Ирина молчала. А что спорить — она действительно так думала.
Степан остановил машину и опять достал сигарету.
— Дача заказчика вон за тем перекрестком. Ты все молчишь. Да и я не знаю, что хочу от тебя услышать — поддержку, совет или откровенное осуждение. Все равно. Просто я хочу спросить тебя: если два человека могут быть счастливы, сделав несчастными еще двоих, имеют ли они на это право? И лучше ли, когда несчастных четверо, если ничего не менять?
Ирина молчала. Трудная это математика. И неоднозначная.
— И главное, — Степан затянулся и немного помолчал, — я не изменяю своей жене.
Ирина оторвала взгляд от раздавленной на стекле мошки и удивленно повернулась к шефу.
— То есть? — выдохнула она.
— Мы никогда не спали вместе.
Ирина помолчала, нахмурила брови, что-то дрогнуло в уголках ее губ, с которых сорвалось:
— За семь лет?! Расскажешь жене!
— Я говорил. Да, собственно, это ничего не меняет. Я хочу только ее и хочу быть только с ней.
— Семь лет?!
— Да.
— Так в чем дело? Она тебя не любит? — Ирина пожала плечами, одновременно удивленная неожиданным поворотом дел и раздраженная вынужденным копанием в чужом белье.

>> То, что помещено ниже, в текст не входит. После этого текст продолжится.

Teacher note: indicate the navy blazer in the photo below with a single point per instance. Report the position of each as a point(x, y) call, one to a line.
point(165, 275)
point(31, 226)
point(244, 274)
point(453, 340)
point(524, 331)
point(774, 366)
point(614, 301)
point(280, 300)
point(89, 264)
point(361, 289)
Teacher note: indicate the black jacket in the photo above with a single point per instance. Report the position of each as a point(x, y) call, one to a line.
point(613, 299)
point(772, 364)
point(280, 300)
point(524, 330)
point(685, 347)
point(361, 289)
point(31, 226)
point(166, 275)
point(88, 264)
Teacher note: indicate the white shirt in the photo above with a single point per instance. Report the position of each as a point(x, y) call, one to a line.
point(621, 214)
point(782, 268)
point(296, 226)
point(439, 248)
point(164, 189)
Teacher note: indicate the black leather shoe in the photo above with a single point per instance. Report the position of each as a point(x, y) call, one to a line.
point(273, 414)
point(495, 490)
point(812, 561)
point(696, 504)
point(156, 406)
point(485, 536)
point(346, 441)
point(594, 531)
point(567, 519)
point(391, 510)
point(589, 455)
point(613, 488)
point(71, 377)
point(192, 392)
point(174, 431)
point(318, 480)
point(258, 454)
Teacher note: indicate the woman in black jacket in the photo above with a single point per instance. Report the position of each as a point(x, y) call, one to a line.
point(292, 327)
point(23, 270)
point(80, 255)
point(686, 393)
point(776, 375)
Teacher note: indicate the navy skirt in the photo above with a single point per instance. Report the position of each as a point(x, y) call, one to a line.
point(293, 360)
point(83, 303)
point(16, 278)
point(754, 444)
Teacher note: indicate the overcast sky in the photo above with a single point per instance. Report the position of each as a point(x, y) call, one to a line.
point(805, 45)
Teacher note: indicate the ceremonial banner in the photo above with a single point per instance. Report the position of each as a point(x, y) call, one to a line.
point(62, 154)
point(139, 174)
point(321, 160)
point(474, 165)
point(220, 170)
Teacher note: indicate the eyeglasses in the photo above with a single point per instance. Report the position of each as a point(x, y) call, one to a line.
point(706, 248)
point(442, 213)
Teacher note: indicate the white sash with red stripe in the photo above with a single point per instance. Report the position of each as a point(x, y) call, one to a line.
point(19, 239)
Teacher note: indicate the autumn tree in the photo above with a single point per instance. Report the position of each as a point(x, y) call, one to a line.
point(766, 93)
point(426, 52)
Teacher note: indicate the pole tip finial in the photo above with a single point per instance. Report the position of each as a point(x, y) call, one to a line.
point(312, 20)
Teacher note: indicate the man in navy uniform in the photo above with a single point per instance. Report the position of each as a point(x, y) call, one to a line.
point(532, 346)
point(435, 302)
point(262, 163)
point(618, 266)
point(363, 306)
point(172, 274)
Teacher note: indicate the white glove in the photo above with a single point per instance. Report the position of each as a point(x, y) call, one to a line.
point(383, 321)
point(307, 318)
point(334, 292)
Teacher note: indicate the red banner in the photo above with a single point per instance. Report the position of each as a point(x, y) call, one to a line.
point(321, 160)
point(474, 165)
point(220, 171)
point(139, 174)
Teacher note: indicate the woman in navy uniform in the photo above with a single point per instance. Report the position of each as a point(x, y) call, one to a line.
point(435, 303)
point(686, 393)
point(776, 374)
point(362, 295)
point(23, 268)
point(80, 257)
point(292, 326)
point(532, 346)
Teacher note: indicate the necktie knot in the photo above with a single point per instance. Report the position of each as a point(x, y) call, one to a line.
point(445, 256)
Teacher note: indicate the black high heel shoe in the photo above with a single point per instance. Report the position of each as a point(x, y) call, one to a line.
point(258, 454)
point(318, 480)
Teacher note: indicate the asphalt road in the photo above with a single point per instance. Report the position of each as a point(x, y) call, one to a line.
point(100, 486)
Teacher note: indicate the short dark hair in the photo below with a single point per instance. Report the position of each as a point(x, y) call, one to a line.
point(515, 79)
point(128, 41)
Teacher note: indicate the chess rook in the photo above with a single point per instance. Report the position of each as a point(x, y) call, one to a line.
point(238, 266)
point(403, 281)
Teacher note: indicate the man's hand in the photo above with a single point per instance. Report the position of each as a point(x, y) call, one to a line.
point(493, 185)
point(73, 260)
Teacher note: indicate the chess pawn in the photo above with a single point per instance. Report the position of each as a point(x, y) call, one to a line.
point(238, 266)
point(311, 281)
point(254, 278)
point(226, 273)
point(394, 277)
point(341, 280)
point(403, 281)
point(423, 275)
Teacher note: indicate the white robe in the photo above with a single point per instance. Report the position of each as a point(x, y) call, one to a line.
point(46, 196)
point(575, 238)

— Наверное, любит. Но считает, что мы не имеем морального права на счастье такой ценой. И что ее муж без нее пропадет. Моя жена, возможно, тоже, хотя дети у всех уже выросли. Вот и «дружим». Семьями…
— И что — обе стороны в курсе?!
— Да.
— Семь лет?
— Ага.
— И ты думаешь, что это не измена?! Не измена, когда все твои душевные силы и мысли годами там? Когда в темноте, лежа в кровати, ты представляешь рядом не жену, а ее?!
— Но ведь… Мы правда ни разу не… Хотя — целовались, — как-то горько улыбнулся шеф.
— Степан… это уже мазохизм. Садомазохизм! Ну, не знаю… Семь лет… Может, лучше бы у вас был секс и никто ничего бы не знал? — Ирина снова пожала плечами. — Господи… Сколько семей, столько и драм… Не думаю, что твоя жена счастлива, имея рядом такого супруга. И что счастлива та женщина…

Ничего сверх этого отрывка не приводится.